- Country: Kenya;
- Location: Bubisa, Marsabit County, Kenya
- Coordinates: 02°42′49″N 38°04′59″E﻿ / ﻿2.71361°N 38.08306°E
- Status: Proposed
- Commission date: 2026 Expected
- Owner: Gitson Energy

Power generation
- Nameplate capacity: 300MW

= Bubisa Wind Power Station =

Wind farm in Kenya

The Bubisa Wind Power Station is a planned 300 megawatts wind power energy project, in Kenya. The power station is owned and under development by Gitson Energy, an independent power producer (IPP), owned by Kenyans in the diaspora. The project received initial regulatory approval in 2010. However, land acquisition delays, followed by backtracking by the Kenyan government, forced the owner/investor to go to court for redress. In the fourth quarter of calendar year 2021, the Kenya High Court, sitting in the city of Mombasa, restored the rights of the owner/investor to proceed with development of the power station.

==Location==
The wind farm would be located near the settlement of Bubisa, in Marsabit County, in Kenya's arid northwest. Bubisa is located approximately 47 km northeast of the town of Marsabit, where the county headquarters are located. Bubisa is located approximately 198 km, southwest of Moyale, Kenya, at the international border with Ethiopia. Bubisa is approximately 576 km north of Nairobi, Kenya's capital city.

==Overview==
The planned generation capacity of this wind farm is 300 megawatts. Delays in the land acquisition process and then withdrawal of licensing, after it was granted, delayed commencement of construction since 2010.

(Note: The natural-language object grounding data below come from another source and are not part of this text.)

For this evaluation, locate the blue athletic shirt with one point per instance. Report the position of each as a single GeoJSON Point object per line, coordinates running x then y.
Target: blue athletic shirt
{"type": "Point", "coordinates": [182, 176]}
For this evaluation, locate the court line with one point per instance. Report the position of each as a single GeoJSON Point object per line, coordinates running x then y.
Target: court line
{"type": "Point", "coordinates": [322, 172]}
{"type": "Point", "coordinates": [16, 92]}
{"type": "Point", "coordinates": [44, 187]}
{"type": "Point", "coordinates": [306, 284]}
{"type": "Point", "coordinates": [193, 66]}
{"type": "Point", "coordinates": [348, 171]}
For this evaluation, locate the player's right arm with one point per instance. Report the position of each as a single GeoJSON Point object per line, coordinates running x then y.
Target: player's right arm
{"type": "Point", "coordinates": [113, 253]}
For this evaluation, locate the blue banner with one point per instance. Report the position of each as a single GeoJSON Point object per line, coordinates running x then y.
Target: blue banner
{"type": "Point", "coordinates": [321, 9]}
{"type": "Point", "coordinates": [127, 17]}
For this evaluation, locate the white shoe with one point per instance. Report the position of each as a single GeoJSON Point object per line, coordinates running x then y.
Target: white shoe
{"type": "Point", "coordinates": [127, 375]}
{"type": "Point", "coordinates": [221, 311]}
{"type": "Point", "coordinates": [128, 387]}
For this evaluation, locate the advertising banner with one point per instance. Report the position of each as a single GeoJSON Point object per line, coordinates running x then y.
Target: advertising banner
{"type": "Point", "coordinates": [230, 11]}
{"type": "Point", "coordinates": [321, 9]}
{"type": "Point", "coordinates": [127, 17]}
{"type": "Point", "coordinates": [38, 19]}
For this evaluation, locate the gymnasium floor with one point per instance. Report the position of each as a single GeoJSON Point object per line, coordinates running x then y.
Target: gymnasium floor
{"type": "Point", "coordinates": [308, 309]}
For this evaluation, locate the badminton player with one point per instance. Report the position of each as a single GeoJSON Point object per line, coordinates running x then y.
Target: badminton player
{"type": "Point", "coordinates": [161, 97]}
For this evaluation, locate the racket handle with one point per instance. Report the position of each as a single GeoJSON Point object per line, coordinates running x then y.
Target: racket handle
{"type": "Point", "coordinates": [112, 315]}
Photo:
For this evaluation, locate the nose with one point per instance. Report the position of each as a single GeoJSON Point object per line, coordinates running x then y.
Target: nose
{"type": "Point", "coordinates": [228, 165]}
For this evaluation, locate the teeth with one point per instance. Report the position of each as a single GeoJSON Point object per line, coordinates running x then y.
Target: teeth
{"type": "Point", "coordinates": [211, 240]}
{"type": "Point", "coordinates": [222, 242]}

A court ruling in November 2021, directed regulatory agencies within the Government of Kenya, to issue unencumbered licenses to Gitson Energy, the owner/developer of this wind farm.

Back in 2010, the plan was to build a new 200 km high voltage power line from Bubisa to join the Loiyangalani–Suswa High Voltage Power Line and evacuate the energy generated at this power station. The power would be sold to Kenya Power and Lighting.

==Funding==
Initially, the World Bank had agreed to provide funding for this renewable energy project. In 2012, the World Bank pulled out of this deal.

Gitson Energy has been promised funding from various sources, including (a) the Export–Import Bank of the United States (b) the Overseas Private Investment Corporation, which today is the U.S. International Development Finance Corporation.